黒い服で全身を包み、大きなムーンライトブルーの瞳は無造作に伸ばされた淡い金髪で隠されている。そして整った顔立ちは性別を曖昧にしていた。
市外が見渡せるビルの最上階近く。少年が歩く廊下の窓からは今にも雨が降り出しそうな空が見える。

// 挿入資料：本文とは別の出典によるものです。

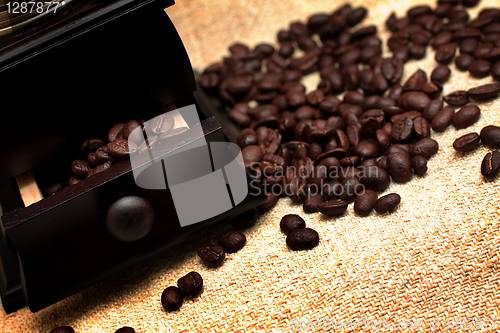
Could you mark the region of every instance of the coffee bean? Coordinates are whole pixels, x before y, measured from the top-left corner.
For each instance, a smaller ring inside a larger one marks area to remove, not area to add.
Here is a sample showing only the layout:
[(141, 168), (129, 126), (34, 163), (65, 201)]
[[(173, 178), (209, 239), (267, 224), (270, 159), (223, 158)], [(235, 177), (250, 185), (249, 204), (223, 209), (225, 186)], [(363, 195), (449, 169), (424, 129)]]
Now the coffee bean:
[(496, 98), (500, 93), (500, 83), (485, 84), (467, 91), (467, 96), (474, 101), (485, 101)]
[(439, 150), (439, 144), (436, 140), (431, 138), (425, 138), (420, 141), (417, 141), (410, 148), (410, 155), (413, 156), (423, 156), (425, 158), (429, 158)]
[(135, 333), (135, 330), (132, 327), (124, 326), (117, 329), (115, 333)]
[(319, 235), (310, 228), (296, 229), (288, 234), (286, 244), (294, 251), (309, 250), (319, 244)]
[(219, 245), (228, 253), (238, 252), (247, 241), (245, 234), (239, 231), (228, 231), (219, 237)]
[(75, 160), (71, 163), (71, 171), (78, 178), (85, 178), (90, 171), (90, 164), (85, 160)]
[(443, 101), (452, 106), (462, 106), (469, 103), (467, 91), (457, 90), (446, 96), (443, 96)]
[(481, 130), (481, 142), (490, 148), (500, 148), (500, 127), (489, 125)]
[(49, 333), (75, 333), (71, 326), (59, 326), (50, 330)]
[(184, 295), (196, 295), (203, 289), (203, 278), (198, 272), (190, 272), (177, 280), (177, 287)]
[(198, 256), (209, 266), (222, 264), (226, 257), (224, 248), (220, 245), (203, 246), (198, 249)]
[(451, 123), (455, 128), (461, 129), (469, 127), (479, 120), (481, 110), (477, 105), (466, 105), (458, 110), (451, 118)]
[(116, 158), (128, 158), (137, 152), (137, 145), (130, 140), (118, 139), (108, 143), (108, 152)]
[(347, 210), (347, 201), (328, 201), (323, 202), (318, 206), (318, 210), (321, 214), (327, 216), (340, 216)]
[(481, 163), (481, 174), (486, 178), (495, 178), (500, 171), (500, 151), (494, 150), (483, 159)]
[(397, 205), (399, 205), (400, 202), (401, 197), (399, 194), (390, 193), (378, 198), (374, 208), (377, 213), (383, 214), (392, 211)]
[(365, 190), (354, 200), (354, 211), (360, 216), (370, 214), (373, 207), (377, 203), (378, 195), (375, 191)]
[(481, 138), (476, 132), (465, 134), (453, 142), (453, 148), (459, 152), (468, 152), (476, 149), (480, 140)]
[(306, 222), (302, 217), (296, 214), (288, 214), (281, 218), (280, 229), (285, 235), (290, 234), (292, 231), (305, 228)]
[(443, 132), (451, 124), (451, 119), (455, 114), (455, 110), (451, 107), (446, 107), (439, 111), (431, 123), (431, 127), (436, 132)]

少年はドアの前に立ち止まると軽くノックをして名乗った。
「月です」
「入れ」
少年が無言で部屋に入る。
その様子をたまたま通りかかった二人組みの男が見ていた。
一人は二十代でTシャツ、ジーパンといったラフな姿だが、もう一人は四十歳前後でマネキンのようにスーツを着込んでいる。
二十代の男が四十歳前後の男に質問をした。
「どうして、あんな子どもがここにいるんですか?」
「あぁ、おまえは入ったばかりだから知らないか。月という名前は聞いたことあるか?」
「噂は聞いたことありますが……まさか?」
その言葉だけで意味を悟り驚いた表情をした二十代の男に、四十歳前後の男は同感するように頷いた。
「その、まさかだ。あいつには迂闊に近づくな。仕事の詮索もするな。ヴァチカンのお気に入りでもあるかなら」
「はぁ……」
半信半疑で頷く二十代の男に四十歳前後の男は共感するように言った。
「初めはそう思うだろうが、そのうち分かるさ。あいつとだけは仕事をしたくない」
「したことがあるんですか?」
興味津々の二十代の男に四十歳前後の男は苦笑いを向けた。その顔は思い出したくもない、と言葉よりも雄弁に語っている。
「行くぞ」
四十歳前後の男は少年が入った部屋から逃げるように廊下を歩き出した。
窓のない部屋で二人の人間がテーブルを挟んで椅子に座っている。
「……おい、聞いているのか?」
不信そうな声に少年が長い前髪をかきあげながら答える。
「聞いている」
大きなムーンライトの瞳は眠たそうに半分閉じられ、口は人を小ばかにしたように笑っている。
「これを取ってくればいいんだろ?」
少年がビロードの机の上に置かれた写真を指差す。
少年と向かい合うように座っている男が数枚の資料を出した。
「取引の場所と日時はここに書いてある。これはヴァチカンからの依頼だ。くれぐれも……」
「英国諜報員の痕跡を残すなって言うんだろ。わかっている」
少年は資料を手にとると、数秒眺めただけで机の上に放り投げて呟いた。
「悪魔祓師としての依頼か……」
悪魔祓師。
科学の発達した現代、そして最先端科学を使って仕事をしている極秘諜報員とは対極の仕事内容。
だが、それをこなせる力を持っているがゆえに少年はヴァチカンのお気に入りと言われている。
「用件は以上か?」
少年の無関心な声に男も冷めた声で答える。
「そうだ」
「わかった」
少年は資料と写真を机の上に置いたまま部屋を出て行った。